Re: json(b)_to_tsvector with numeric values

From: Teodor Sigaev <teodor(at)sigaev(dot)ru>
To: Dmitry Dolgov <9erthalion6(at)gmail(dot)com>
Cc: Arthur Zakirov <a(dot)zakirov(at)postgrespro(dot)ru>, Oleg Bartunov <obartunov(at)postgrespro(dot)ru>, PostgreSQL-development <pgsql-hackers(at)postgresql(dot)org>
Subject: Re: json(b)_to_tsvector with numeric values
Date: 2018-04-06 14:25:17
Message-ID: 3b4bdd17-75d6-1687-bbf8-8a934abc0b25@sigaev.ru
Views: Raw Message | Whole Thread | Download mbox | Resend email
Thread:
Lists: pgsql-hackers

1) I don't like jsonb_all_to_tsvector too.. What if we will accept new variant
to index? Let me suggest:

tsvector jsonb_to_tsvector([regclass,] jsonb, text[])

where text[] arg is actually a flags, array contains any combination of literals
'numeric', 'string', 'boolean' (and even 'key' to index keys_ to point which
types should be indexed.

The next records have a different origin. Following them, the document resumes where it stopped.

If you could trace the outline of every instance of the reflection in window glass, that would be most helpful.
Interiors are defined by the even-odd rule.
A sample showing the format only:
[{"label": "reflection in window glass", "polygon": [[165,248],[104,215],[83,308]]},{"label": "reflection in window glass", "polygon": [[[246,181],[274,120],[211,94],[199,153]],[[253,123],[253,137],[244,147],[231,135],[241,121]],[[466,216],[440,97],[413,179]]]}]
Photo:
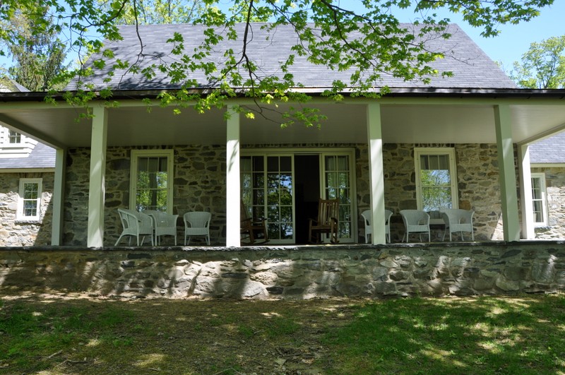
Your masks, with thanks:
[{"label": "reflection in window glass", "polygon": [[40,219],[42,181],[42,179],[20,180],[20,201],[18,210],[18,217],[20,219]]},{"label": "reflection in window glass", "polygon": [[532,205],[534,224],[542,226],[547,224],[545,203],[545,176],[543,173],[532,174]]},{"label": "reflection in window glass", "polygon": [[326,198],[339,199],[338,236],[350,238],[352,236],[351,189],[349,156],[328,155],[324,157],[326,174]]},{"label": "reflection in window glass", "polygon": [[8,143],[11,144],[18,144],[22,143],[22,135],[18,133],[17,131],[14,131],[13,130],[10,130],[8,131]]},{"label": "reflection in window glass", "polygon": [[136,209],[167,212],[168,198],[166,156],[139,157],[137,161]]}]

More than it, may be, it should a jsonb type for
possible improvements in future. For now, it shouldbe a jsonb array type with
string elements described above, example:

select jsonb_to_tsvector('{"a": "aaa in bbb ddd ccc", "b":123}',
'["numeric", "boolean"]');

Form jsonb_to_tsvector('...', '["string"]) is effectively the same as current
to_tsvector(jsonb)

2)
Now it fails, and I see something strange in resuling tsvector: 'true':9,13 and
'fals':9,13 - I don't see any bool keys in input json.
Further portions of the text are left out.